If we have decided, during the Create Change phase, that Brexit is an opportunity to unite the nation, not divide it, then Making It Happen means translating this into action.
Half of the country is desperate to see movement on the Brexit front, and the other half, increasingly weary, is divided between fighting for a second referendum and thinking ‘just get it over with.’ In other words, there is a strong consumer need for Brexit. And like launching a product or service, timing is everything. We must be ready to seize our opportunity at the right moment.
The stage is set for the UK to make Brexit happen, but we need a definitive, decisive plan. Even if we had successfully done the first three stages of this process, and come up with a perfect strategy, how do we turn it into reality?
The answer is by creating new brands, partnerships, products, services, go-to-market strategies, creative executions, tech platforms. Connecting the dots between the vision we have in our minds with how consumers will experience them.
For example, what if we were to partner with the BBC to create a permanent new TV channel, in which UK citizens at home and abroad are consistently informed about statistics, data and impartial truths of Brexit, to help citizens feel informed and inspired?
Or rebranding Brexit to focus away from traditional patriotism (which alienates many younger British people) and instead creating a new vision of sovereignty that we can all agree on, on all sides of the political compass. Our imagery would be less bunting and bulldogs, more neutral and modern.
Our messaging could suggest that Brexit is a time to “take control”, not of partisan issues like immigration, but of our future – a chance to decide what kind of country we want to be.
Perhaps this would involve a series of online “micro-referendums” which offer a list of specific issues of national importance, from social to environmental, local and regional, which we can all vote towards to help steer Britain through its newly-gained independence. This helps give people a sense of control, a stake in their future during a time when everything feels out of control and the future, to many, seems bleak.

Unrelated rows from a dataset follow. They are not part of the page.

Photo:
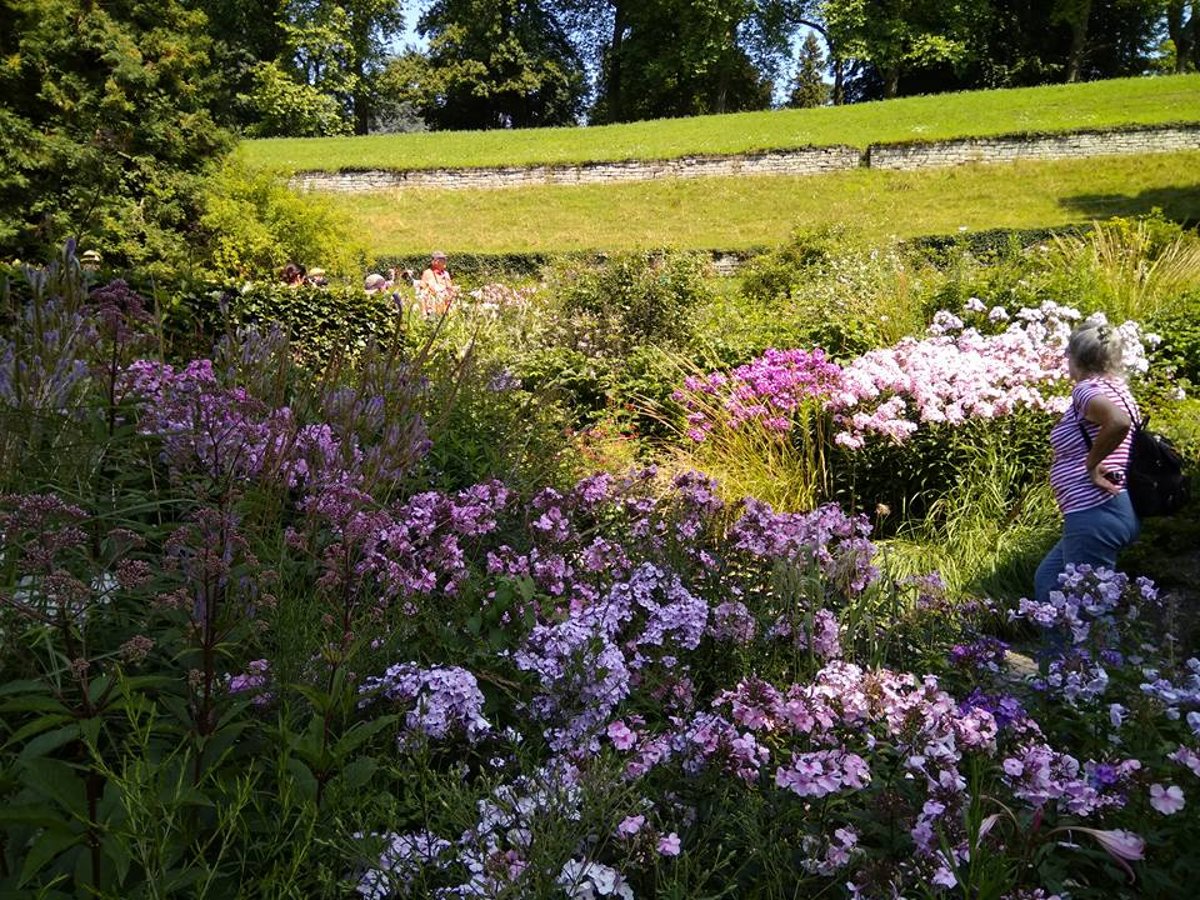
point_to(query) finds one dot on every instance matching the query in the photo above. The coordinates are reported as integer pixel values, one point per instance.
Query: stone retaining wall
(808, 161)
(1035, 147)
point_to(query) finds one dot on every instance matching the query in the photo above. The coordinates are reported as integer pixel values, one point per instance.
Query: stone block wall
(808, 161)
(1035, 147)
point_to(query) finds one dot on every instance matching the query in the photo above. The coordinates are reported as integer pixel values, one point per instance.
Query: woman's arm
(1114, 424)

There is no way of pleasing two diametrically opposed ends of the political spectrum, granted, but we could at least move towards a neutral territory that focuses on control and empowerment, so we can all feel we’re steering the ship together.
This probably won’t be achieved simply with messaging – change requires innovative, wide-ranging solutions. Making It Happen essentially means refining the nuts and bolts of these solutions, figuring out how they look and feel and how they’ll be implemented.
After all, change is hard. It can be a shock to the system. In order to create meaningful new opportunities, sometimes you have to throw away the idea of “the done thing” and do things in surprising, different ways – but only with careful implementation can the benefits outweigh any potential disruption.
As the current turmoil attests, we aren’t doing a very good job of changing mindsets for Brexit – one half of the country is frustrated that nothing has happened yet, the other is still fearful that the idea itself is flawed. This is a perfect example of the system-shock that can come from a big change – but there is still a huge opportunity to use change for good.
Things need to be calibrated and configured to segue smoothly, from concept to execution, without too much disruption. A truly successful Brexit – or, indeed, an unsuccessful one – will likely be a huge step-change, and the day-to-day running of the country must be subject to minimum impact as these changes happen.
We suspect that, if Cameron’s government had been more rigorous in its early stages, then May’s task would prove a lot less chaotic and divisive now, and there could be greater focus on making sure that these inevitable changes are positive. The two year period commencing from Article 50 is almost up, shoving us into a cycle of uncertainty and ad-hoc deadline pushbacks, and the government is still floundering.
That’s because Making It Happen isn’t easy. Only by carefully aligning ducks in a row can any organisation begin to take real action.
Brexit is a lesson, in some ways, to all businesses: change is going to happen at some point, sometimes suddenly and irrevocably. It’s best to be prepared, because there will come a point where your business has to adapt to it.
If only the government had the solidarity, the vision, the mandate and the courage to rewrite the country’s future and turn Brexit into a positive statement of empowerment for the whole country, not simply a disenfranchised half.